On 17 April 2026, the Italian Data Protection Authority (the Garante) published Guidelines on the use of tracking pixels in email communications, aimed at strengthening transparency and giving users greater control over their personal data. These Guidelines apply to anyone who uses tracking pixels, regardless of their capacity or the purpose of their communications.

Tracking pixels are tiny, virtually invisible images inserted into emails through HTML code and loaded from remote servers when a recipient opens a message. Without the user’s full awareness, this process automatically sends a request to the sender’s server, allowing the sender — or its partners — to collect data such as whether the email was opened, the type of device used, the time spent consulting the message, and the number of times it was opened. Importantly, the Garante clarifies that tracking pixels do not directly access or analyse the substantive content of the email; rather, they monitor the event of the email being opened and consulted. Their intrusiveness therefore stems primarily from their hidden nature and the recipient’s lack of awareness, as well as from the behavioural inferences that may subsequently be drawn from their use. While tracking pixels may serve a range of legitimate purposes — including improving email deliverability, measuring audience engagement, combating spam, and detecting phishing — their covert nature raises significant data protection concerns.

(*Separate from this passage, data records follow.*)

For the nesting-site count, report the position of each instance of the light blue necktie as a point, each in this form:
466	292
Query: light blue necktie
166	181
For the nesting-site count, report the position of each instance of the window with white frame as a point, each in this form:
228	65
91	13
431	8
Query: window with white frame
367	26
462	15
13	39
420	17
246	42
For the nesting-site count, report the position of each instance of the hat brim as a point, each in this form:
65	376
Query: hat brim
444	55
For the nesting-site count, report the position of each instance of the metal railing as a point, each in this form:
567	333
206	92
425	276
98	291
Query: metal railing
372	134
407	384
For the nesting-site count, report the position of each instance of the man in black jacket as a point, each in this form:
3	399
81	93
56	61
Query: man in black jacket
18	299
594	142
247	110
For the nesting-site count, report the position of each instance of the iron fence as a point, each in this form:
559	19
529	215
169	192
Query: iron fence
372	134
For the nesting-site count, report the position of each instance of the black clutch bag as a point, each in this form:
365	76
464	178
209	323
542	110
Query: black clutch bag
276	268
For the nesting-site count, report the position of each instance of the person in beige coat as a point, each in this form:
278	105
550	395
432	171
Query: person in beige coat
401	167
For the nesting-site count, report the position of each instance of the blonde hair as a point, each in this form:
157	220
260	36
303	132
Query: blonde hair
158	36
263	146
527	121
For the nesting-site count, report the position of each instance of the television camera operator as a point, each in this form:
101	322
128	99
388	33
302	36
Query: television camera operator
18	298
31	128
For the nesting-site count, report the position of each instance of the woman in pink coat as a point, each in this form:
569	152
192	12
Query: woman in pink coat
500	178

Under the Guidelines, the use of tracking pixels must always be disclosed to recipients in advance accordance with the principles of lawfulness, fairness and transparency under Article 5(1)(a) GDPR and the Italian Personal Data Protection Code. The Garante also clarifies that the use of tracking pixels falls within the scope of Article 122 of the Italian Personal Data Protection Code, as it involves the storage of information in the user’s terminal equipment and/or access to information already stored therein. Accordingly, where no exemption under Article 122 applies, data controllers must obtain the recipient’s prior, informed, free, specific and unambiguous consent before deploying tracking pixels. Such exemptions may apply, for instance, where pixels are used solely for aggregate statistical counts subject to appropriate anonymisation measures, for security and authentication purposes, or where institutional, service-related or legally mandated communications make it necessary to verify that the recipient has actually become aware of the message.

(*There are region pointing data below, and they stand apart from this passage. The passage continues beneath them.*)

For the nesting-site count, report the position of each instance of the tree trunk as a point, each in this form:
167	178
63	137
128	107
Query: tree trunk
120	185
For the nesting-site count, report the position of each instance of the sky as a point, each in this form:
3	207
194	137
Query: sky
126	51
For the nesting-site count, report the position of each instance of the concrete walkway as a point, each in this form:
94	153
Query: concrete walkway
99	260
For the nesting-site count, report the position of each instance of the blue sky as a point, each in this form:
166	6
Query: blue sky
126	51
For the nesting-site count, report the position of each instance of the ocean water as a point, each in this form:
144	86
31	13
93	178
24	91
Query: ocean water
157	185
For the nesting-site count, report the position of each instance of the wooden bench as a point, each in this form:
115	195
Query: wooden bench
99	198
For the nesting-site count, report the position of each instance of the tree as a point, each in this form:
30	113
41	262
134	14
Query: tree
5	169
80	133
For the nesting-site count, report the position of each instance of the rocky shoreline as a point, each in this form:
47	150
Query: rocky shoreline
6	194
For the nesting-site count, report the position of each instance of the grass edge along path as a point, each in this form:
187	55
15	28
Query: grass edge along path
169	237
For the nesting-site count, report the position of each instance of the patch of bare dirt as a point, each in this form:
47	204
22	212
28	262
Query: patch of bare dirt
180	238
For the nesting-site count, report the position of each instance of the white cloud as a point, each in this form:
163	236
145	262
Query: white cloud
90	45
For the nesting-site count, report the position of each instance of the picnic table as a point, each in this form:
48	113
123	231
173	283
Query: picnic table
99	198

Where consent is required, it must be collected when the email address is obtained and must be easily revocable by the user. For processing already underway at the time the Guidelines come into force, data controllers must promptly fulfil their information obligations and implement a clearly visible and user-friendly consent withdrawal mechanism. All parties concerned have six months from the Guidelines’ publication in the Official Gazette to ensure full compliance.